Which of your products/services deliver the best results?
We always seek to provide our clients with the best. However, with our electronic trading platform, we have managed to provide our clients with a new and innovative web based solution for transacting commodity Murabahah. We believe this technology allows for further expansion and development into other areas.
What are the strengths of your business?
Competitive advantages are by their very nature frequently short lived, so the desire and drive to improve, innovate and serve our clients best is one of our major strengths. We have this strength because Eiger is built on the extensive experience of its senior partners and is majority-owned by its employees. This means that there is a constancy of purpose and a true alignment of our interests with our clients. We move very fast from initial concept, through product development and on to delivery. At all times our values of integrity and transparency are completely consistent with the principles and spirit enshrined in Shariah law.
What are the factors contributing to the success of your company?
We have excellent people, a clear strategy and a flexible, innovative, problem solving approach. Our commitment is to constantly improve the delivery of our products and services through use of the latest technologies along with the highest ethical standards.

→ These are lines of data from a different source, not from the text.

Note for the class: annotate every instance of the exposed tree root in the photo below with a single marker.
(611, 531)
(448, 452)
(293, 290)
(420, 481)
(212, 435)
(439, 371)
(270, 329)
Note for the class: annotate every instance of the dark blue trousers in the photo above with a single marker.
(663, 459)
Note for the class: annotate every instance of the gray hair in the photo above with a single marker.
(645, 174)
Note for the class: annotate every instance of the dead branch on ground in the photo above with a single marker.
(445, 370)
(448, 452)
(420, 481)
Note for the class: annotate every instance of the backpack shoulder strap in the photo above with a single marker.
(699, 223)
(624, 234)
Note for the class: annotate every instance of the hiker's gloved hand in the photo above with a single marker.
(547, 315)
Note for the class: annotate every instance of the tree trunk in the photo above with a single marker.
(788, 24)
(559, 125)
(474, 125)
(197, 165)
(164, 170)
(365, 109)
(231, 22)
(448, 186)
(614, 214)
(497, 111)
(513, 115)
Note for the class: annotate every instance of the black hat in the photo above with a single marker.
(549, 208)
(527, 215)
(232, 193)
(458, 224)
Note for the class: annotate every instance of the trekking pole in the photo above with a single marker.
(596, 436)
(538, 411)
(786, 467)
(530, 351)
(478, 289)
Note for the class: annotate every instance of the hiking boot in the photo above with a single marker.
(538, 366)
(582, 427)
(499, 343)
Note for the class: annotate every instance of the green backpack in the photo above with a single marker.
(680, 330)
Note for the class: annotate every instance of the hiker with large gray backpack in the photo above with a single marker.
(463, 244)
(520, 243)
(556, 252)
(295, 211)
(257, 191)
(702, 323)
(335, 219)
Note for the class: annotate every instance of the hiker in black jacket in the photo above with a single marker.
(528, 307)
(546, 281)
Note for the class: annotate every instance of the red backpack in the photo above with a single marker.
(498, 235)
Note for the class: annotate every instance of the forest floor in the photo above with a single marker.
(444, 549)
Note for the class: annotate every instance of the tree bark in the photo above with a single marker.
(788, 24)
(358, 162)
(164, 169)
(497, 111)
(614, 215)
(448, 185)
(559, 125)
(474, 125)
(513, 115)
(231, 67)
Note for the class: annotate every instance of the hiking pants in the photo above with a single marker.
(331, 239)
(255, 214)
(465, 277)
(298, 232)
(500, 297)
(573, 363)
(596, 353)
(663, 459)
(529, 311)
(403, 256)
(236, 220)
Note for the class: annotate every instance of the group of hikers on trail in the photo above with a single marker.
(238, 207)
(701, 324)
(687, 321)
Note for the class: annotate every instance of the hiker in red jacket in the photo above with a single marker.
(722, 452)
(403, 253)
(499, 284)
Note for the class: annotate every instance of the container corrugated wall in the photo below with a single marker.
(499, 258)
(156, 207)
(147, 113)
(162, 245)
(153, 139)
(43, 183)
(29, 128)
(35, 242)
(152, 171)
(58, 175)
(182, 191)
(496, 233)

What are the obstacles faced in running your business today?
I could talk of the innate conservatism of Islamic banking, but this conservatism is based on excellent principles, so to talk of it as being an obstacle is completely invalid. Things take a bit longer, but that is no bad thing in the current environment. The only real obstacle we have is in our resources, which being small we have to manage prudently.
Where do you see the Islamic finance industry in, say, the next five years or so?
I think most estimates we have seen clearly forecast the continued growth of Islamic finance and these forecasts are based on a number of well understood determining factors. Demographic and regional economic growth rates alone would suggest that we should expect to see a continued rise in the industry both in absolute and relative terms.
Additionally both the perceived and real failures of many aspects of conventional banking over the last few years have also provided a very powerful impetus to growth in Islamic finance. That said, I would add a word of caution in that I am not quite as bullish as some commentators with regard to untrammeled growth. I see a clear move towards alternative liquidity management tools and products in the future.
Name one thing you would like to see change in the world of Islamic finance?
One thing that I would like to see is the industry’s formal definition of Shariah compliant risk management. In the conventional world we have seen that a Sharpe ratio does not nearly sufficiently define risk and reward. I am sure that the future of Islamic risk management lies in quantifying this paradigm so that Islamic finance structures or products are not benchmarked to conventional equivalents.